L’absence de motivation c’est tout simplement les prémisses d’une crise interne dont profiteront, sans nul doute, les concurrents lorsque ces derniers sont bien organisés et bien informés.

Comment alors manager une équipe en période de crise ?
En présentant les choses telles qu’elles sont et rien d’autre. Il ne faut pas se voiler la face. Dire que ça va mal ne peut qu’aider le manager à mobiliser les troupes. Sauf bien sûr si l’entreprise n’a d’entreprise que le nom et que le manager n’a de manager que le nom. Si c’est le cas et en période de crise, je dirais que vu que le mal a déjà été fait cela ne fera qu’empirer les choses. Cependant si l’entreprise est bien structurée et comme susmentionné il y a lieu, tout d’abord, d’informer le personnel et de sensibiliser les délégués syndicaux et/ou le personnel pour être une excellente courroie de transmission entre la direction et le personnel. Si tel est le cas, le personnel comprendra parfaitement qu’il puisse y avoir par exemple un gel des salaires puisqu’il est informé de la situation. Tout le personnel se serrera les coudes (les commerciaux doubleront d’efforts, le service d’achat optimisera les coûts au maximum en négociant de la manière la plus efficace possible, le service financier déploiera plus d’efforts quant à la gestion des finances de l’entreprise en sensibilisant les banques et les fournisseurs, etc. Vous savez c’est comme en relations internationales. Nous disons qu’un pays n’est fort à l’extérieur que parce qu’il est fort en interne. Nous appelons cela le renforcement du front interne. Et bien, c’est la même chose pour une entreprise. Si sa culture d’entreprise est très forte, nul ne pourra la faire vaciller.
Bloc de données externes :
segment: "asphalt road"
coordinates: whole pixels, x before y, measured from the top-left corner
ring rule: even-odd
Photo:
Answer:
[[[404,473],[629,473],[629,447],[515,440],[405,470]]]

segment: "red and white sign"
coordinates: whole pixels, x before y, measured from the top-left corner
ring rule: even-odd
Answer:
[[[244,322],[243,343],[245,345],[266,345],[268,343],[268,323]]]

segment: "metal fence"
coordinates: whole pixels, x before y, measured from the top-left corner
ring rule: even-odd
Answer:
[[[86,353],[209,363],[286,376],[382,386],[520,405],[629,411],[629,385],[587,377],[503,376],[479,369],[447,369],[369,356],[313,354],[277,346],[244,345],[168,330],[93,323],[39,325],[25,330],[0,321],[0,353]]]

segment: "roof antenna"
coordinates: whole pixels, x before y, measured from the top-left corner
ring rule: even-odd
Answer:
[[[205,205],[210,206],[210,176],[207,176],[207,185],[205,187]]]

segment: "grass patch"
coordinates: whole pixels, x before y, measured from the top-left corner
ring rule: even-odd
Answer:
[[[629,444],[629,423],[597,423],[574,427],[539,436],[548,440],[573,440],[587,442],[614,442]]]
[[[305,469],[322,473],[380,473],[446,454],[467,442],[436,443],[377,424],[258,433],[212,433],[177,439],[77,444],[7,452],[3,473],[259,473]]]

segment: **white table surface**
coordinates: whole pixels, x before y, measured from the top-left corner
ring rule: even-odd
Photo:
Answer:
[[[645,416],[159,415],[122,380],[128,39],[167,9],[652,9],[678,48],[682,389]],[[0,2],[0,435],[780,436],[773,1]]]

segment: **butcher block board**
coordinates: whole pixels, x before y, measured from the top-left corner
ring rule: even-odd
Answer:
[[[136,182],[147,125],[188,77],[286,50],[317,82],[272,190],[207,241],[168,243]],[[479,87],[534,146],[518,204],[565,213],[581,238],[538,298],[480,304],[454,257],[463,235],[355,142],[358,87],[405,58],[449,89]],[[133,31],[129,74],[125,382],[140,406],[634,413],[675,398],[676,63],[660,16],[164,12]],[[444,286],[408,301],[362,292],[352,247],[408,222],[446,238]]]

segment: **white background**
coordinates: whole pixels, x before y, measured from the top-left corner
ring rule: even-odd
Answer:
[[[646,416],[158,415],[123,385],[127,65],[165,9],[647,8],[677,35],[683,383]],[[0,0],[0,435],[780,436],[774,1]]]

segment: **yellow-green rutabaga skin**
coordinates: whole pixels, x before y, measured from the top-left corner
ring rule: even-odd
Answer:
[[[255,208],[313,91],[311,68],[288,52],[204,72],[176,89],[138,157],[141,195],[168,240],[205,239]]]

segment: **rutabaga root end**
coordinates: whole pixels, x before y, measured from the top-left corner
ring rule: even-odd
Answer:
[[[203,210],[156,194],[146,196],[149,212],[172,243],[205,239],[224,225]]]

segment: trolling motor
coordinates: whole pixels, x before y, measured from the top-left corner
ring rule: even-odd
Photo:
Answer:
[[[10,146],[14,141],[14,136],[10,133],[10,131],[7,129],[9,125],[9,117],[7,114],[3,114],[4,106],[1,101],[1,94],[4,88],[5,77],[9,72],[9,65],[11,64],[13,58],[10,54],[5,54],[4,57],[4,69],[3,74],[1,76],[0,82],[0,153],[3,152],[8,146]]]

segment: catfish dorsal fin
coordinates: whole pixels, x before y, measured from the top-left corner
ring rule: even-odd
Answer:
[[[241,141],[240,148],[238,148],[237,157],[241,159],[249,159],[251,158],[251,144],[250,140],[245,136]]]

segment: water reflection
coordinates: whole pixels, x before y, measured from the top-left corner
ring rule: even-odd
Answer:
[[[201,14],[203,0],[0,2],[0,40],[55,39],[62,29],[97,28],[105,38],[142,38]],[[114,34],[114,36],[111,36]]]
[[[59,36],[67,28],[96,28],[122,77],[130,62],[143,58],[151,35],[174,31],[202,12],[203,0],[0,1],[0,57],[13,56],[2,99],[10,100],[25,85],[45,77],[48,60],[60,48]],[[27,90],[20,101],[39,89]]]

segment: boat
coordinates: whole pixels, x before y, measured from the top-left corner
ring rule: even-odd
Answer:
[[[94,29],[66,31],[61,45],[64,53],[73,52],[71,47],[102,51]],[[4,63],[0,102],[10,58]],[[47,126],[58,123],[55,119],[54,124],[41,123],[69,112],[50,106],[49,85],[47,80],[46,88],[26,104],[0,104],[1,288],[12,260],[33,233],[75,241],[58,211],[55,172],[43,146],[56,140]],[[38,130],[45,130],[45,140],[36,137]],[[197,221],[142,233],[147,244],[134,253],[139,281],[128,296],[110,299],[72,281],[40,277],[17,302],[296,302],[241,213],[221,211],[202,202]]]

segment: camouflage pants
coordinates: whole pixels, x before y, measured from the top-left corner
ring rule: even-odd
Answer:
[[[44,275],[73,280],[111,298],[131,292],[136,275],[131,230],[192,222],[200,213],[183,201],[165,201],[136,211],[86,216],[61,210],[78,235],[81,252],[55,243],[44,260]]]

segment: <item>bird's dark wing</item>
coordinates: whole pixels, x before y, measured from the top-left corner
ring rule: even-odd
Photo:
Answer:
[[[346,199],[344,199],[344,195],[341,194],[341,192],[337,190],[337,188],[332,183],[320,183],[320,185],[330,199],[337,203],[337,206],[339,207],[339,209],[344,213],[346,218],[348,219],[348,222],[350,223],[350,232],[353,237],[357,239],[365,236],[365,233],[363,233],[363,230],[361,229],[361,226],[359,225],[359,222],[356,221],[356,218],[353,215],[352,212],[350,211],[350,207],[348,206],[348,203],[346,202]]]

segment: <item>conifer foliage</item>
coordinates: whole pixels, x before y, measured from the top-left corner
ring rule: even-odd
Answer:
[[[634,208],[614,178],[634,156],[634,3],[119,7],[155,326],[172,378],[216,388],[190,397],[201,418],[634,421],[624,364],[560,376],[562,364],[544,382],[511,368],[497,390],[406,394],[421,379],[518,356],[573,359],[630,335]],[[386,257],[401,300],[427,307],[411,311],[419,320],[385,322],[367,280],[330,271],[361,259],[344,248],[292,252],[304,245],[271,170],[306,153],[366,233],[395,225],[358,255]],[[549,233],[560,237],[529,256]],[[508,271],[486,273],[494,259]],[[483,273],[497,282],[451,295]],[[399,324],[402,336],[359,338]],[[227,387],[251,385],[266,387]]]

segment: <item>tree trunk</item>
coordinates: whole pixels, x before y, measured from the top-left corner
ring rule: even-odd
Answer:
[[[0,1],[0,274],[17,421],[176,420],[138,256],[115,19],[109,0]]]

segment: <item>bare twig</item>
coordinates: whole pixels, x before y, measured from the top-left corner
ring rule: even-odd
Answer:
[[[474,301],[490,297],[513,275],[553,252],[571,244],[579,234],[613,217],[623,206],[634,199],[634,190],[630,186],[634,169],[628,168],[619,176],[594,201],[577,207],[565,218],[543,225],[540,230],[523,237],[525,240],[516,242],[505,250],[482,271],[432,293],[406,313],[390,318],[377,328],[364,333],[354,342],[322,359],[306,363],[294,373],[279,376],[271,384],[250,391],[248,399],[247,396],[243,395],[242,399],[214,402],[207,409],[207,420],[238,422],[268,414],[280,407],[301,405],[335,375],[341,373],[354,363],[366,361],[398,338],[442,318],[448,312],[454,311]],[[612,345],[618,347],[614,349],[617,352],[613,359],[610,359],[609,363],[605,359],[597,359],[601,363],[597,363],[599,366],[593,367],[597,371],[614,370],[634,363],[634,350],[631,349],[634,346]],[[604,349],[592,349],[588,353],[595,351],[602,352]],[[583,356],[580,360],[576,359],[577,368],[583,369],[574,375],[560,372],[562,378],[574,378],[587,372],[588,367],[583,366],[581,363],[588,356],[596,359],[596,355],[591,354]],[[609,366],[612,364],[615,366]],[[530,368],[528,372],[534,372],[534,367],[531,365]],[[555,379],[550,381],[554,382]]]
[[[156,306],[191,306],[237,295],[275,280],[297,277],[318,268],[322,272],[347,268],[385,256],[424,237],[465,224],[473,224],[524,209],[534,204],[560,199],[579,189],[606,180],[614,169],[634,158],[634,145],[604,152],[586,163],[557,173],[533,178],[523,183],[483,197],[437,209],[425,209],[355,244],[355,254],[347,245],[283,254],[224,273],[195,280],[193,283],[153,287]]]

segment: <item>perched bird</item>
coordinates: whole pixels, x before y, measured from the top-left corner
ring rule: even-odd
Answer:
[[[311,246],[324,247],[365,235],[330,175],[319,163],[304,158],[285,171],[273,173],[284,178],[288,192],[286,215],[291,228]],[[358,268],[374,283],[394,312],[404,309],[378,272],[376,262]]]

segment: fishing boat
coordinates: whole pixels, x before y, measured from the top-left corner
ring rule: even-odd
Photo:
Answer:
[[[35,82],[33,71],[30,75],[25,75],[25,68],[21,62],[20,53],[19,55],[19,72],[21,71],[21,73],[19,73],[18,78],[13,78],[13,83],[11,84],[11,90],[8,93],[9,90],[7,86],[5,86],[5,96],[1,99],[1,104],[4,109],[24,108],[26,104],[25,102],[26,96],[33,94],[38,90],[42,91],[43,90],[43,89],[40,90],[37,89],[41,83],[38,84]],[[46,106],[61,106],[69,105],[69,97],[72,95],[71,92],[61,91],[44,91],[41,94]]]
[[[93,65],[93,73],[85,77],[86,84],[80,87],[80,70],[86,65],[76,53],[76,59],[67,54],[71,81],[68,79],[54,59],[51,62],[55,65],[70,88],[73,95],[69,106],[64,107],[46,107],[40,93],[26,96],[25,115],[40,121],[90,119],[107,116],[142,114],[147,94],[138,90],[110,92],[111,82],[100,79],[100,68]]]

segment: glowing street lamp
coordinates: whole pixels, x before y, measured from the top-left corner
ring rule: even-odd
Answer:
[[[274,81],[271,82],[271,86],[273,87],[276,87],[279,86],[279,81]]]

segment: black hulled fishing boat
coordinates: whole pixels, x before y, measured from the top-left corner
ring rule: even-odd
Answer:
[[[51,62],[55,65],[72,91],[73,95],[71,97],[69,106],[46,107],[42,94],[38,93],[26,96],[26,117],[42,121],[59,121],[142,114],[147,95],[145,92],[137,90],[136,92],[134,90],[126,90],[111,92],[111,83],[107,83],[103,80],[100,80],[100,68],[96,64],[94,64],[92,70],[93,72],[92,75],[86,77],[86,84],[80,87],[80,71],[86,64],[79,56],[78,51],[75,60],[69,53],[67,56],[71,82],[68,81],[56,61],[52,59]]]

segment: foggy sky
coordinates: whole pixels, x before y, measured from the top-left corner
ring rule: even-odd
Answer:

Prenez l’exemple des Cheabols sud-coréens et des grandes entreprises japonaises.

Quels outils mettre en place pour lui redonner le sens de l’engagement en l’absence de moyens financiers ?
Je l’ai dit plus haut ! D’abord par la communication quand on est bien sûr dans une entreprise structurée.
Le sens de l’engagement se résumera en une seule chose : «Vous aimez votre entreprise ? Eh bien faisons en sorte qu’elle ne coule pas ! Car si elle coule on coulera tous !
Le cas contraire, nous laisserons cette crise passer et reviendrons beaucoup plus fort». Cependant si la crise est très aiguë et que la situation semble irrécupérable rien n’empêche le manager de demander à ses employés d’aller «chercher ailleurs» tout en leur garantissant leurs salaires pendant leurs recherches même si elles durent plusieurs mois.
Il faut communiquer au maximum pour éviter tout malentendu. Par contre si vous êtes dans une entreprise non structurée dans laquelle il n’y a aucune vision, il serait temps pour le manager de descendre de son piédestal et de revoir de fond en comble ce qui va ou ce qui ne va pas au sein de son entreprise.
Mais je ne pense pas qu’une entreprise non structurée puisse survivre à une crise sauf si elle est dans un marché où le protectionnisme est la règle. Chose qui est très rare de nos jours.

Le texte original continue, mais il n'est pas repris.